この世に生まれた者は必ず命を終えてゆかねばなりません。
けれども、私たちの限りある人生に、いつでもどこでも寄り添っていてくださるのが阿弥陀如来(あみだにょらい)です。
先立って往かれた故人の生涯も、遺された私たちの人生も、ともに限りない阿弥陀如来のはたらきにいだかれているのです。深い悲しみをご縁として、阿弥陀如来の智慧(ちえ)と慈悲(じひ)を味わわせていただきたいものです。

 浄土真宗(じょうどしんしゅう)の門信徒にとっての葬儀は、永遠の別れを告げる儀式(告別式)ではなく、故人を悼み遺徳を偲ぶとともに、また会える世界(お浄土)のあることを、ともにお聞かせいただくご縁です。
 故人は阿弥陀如来のおはたらきでお浄土に生まれ、私たちを導いてくださる仏さまとなられました。
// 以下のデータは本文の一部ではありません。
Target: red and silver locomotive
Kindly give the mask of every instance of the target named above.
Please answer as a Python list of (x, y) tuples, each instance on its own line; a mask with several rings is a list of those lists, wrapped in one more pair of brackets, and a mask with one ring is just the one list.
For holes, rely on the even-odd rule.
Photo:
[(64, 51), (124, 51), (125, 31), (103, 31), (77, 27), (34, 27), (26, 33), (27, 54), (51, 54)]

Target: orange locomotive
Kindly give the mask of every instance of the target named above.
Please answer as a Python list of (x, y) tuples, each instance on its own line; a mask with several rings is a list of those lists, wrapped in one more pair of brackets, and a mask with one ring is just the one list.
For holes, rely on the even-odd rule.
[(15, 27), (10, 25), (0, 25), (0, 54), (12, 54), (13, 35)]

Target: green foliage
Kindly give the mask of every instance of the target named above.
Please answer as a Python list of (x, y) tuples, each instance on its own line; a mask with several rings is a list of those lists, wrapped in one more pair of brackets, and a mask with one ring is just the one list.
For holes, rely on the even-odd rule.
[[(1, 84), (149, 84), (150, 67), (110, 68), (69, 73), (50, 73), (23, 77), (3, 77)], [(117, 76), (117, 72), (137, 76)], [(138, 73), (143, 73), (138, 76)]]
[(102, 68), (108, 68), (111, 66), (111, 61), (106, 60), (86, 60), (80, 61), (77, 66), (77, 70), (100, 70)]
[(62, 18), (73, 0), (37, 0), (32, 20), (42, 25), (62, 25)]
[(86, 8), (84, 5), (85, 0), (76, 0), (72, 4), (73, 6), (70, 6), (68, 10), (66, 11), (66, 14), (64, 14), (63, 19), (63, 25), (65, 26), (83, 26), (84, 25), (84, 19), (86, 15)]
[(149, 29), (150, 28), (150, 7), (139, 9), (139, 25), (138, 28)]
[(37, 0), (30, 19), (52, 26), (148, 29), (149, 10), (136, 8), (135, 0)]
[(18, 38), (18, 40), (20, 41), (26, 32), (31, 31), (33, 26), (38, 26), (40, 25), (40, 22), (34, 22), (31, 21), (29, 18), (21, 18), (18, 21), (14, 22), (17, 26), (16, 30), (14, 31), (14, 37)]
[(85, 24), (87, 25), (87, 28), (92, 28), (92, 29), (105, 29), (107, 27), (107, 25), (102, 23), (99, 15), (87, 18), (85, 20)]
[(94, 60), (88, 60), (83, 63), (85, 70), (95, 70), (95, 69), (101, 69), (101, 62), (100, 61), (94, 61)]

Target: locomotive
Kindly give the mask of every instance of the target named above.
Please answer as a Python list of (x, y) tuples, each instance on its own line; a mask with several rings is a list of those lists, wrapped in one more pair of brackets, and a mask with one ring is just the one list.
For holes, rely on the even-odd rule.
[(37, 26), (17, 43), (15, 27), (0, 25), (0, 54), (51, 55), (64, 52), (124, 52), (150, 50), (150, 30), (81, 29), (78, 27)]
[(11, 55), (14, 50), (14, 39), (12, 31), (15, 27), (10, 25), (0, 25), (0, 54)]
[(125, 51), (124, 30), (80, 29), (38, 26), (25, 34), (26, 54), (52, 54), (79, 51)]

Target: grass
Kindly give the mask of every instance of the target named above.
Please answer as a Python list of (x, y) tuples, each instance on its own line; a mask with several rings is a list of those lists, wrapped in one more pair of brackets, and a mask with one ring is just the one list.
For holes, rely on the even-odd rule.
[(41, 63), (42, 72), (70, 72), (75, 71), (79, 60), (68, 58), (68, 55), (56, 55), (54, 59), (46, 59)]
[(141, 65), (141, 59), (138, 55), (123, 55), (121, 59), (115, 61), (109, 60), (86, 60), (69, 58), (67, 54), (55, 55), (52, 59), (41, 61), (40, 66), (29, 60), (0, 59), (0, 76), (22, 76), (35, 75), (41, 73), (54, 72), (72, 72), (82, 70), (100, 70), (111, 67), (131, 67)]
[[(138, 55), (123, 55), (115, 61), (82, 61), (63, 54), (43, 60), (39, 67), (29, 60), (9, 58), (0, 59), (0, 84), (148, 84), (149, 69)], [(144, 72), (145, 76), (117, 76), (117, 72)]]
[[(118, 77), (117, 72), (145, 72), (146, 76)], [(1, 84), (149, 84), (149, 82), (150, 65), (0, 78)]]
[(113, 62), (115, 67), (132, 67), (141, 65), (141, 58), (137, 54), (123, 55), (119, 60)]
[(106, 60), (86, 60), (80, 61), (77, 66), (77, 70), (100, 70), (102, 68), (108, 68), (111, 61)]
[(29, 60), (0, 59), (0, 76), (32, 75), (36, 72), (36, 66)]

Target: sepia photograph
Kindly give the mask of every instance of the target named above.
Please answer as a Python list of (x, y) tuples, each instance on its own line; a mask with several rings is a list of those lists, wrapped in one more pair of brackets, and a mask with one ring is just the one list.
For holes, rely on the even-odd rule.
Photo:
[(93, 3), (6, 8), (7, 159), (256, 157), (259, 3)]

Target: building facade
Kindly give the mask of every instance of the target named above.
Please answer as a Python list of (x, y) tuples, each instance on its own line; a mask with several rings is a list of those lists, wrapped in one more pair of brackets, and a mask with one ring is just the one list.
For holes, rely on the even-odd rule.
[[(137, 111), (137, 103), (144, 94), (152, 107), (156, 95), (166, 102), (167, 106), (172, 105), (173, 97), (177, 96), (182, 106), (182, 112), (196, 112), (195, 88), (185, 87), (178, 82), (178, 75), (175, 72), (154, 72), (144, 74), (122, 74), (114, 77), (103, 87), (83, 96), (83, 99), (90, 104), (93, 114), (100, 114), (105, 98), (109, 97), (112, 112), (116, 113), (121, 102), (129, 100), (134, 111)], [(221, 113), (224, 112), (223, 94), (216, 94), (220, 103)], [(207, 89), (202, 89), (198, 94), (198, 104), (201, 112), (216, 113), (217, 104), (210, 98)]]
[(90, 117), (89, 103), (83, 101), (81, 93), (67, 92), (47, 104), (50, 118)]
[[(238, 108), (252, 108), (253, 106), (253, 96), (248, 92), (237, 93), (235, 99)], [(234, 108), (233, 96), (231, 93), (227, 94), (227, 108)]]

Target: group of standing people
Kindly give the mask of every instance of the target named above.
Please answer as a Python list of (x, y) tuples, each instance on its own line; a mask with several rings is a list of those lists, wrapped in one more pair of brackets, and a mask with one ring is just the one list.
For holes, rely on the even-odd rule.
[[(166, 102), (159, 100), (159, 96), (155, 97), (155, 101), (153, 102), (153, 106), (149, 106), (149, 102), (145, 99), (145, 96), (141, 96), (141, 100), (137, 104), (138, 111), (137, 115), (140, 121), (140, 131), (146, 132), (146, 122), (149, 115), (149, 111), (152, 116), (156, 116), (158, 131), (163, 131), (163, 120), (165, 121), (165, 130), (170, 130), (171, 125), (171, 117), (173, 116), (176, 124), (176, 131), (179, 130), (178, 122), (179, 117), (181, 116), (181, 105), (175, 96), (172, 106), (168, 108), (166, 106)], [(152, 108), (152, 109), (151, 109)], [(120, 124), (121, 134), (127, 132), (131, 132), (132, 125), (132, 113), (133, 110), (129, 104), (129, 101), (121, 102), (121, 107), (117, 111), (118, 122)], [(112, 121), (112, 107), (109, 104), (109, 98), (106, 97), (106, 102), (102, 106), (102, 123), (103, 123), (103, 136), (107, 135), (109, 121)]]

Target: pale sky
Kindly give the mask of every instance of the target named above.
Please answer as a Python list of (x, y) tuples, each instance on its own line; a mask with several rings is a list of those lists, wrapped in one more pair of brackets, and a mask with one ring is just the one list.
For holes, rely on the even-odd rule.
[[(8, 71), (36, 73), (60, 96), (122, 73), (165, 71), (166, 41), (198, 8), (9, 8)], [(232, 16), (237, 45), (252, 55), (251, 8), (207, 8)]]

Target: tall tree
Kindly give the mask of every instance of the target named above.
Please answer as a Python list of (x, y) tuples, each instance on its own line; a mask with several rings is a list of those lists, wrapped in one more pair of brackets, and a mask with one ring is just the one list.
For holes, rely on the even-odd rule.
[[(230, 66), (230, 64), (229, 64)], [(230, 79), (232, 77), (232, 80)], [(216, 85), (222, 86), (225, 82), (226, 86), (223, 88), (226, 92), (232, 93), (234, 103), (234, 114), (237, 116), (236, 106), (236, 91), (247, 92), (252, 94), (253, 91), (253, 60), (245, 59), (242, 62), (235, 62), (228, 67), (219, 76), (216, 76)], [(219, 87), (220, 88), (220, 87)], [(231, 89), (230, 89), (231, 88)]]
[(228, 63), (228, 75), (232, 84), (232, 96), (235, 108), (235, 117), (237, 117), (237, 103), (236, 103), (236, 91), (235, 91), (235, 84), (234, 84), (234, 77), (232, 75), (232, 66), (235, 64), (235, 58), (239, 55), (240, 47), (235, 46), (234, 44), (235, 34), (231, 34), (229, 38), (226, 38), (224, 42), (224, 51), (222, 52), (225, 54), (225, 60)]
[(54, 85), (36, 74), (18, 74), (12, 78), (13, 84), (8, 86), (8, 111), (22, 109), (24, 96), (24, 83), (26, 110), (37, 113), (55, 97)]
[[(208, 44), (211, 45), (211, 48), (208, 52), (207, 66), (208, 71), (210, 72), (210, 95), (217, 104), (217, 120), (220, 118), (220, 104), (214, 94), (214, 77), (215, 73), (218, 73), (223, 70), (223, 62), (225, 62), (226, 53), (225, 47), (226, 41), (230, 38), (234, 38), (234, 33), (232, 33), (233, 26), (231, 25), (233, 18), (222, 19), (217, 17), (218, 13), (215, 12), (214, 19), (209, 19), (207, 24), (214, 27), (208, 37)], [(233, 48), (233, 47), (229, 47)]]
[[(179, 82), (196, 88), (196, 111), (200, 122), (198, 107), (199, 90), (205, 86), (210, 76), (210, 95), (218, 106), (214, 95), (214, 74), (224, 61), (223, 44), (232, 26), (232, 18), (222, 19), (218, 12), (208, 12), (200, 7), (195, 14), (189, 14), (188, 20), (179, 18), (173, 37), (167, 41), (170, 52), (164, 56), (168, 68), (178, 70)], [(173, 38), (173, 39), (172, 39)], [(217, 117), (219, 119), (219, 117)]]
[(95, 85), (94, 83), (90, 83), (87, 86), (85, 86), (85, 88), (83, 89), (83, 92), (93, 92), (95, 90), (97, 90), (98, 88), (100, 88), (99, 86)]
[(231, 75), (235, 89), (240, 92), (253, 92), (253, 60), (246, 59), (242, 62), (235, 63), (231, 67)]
遺された私たちも同じお浄土に生まれ往く仲間であることを感じられるような葬儀を、遺族・親族・有縁の皆様とともにおつとめしたいものです。

家族葬や直葬について

 最近は、近親者のみで故人をお見送りする小規模な葬儀(いわゆる家族葬や直葬)を希望される方も増えてきました。
地域や社会のつながりが強い大分では、葬儀に参列できなかった方が後日自宅に来られて、遺族・親族がその対応に追われてしまうこともありますのでご留意ください。

 葬儀は、故人の社会的なつながりや生前のエピソードなど、遺族・親族がこれまで知らなかったことを知る大切な機会でもあります。
多くの方々との「ご縁」の中で、精一杯の人生を生き抜かれた故人を偲び、「お礼を申したい」との思いを持つ方々とともに、お法(みの)りにあえる葬儀をおつとめしましょう。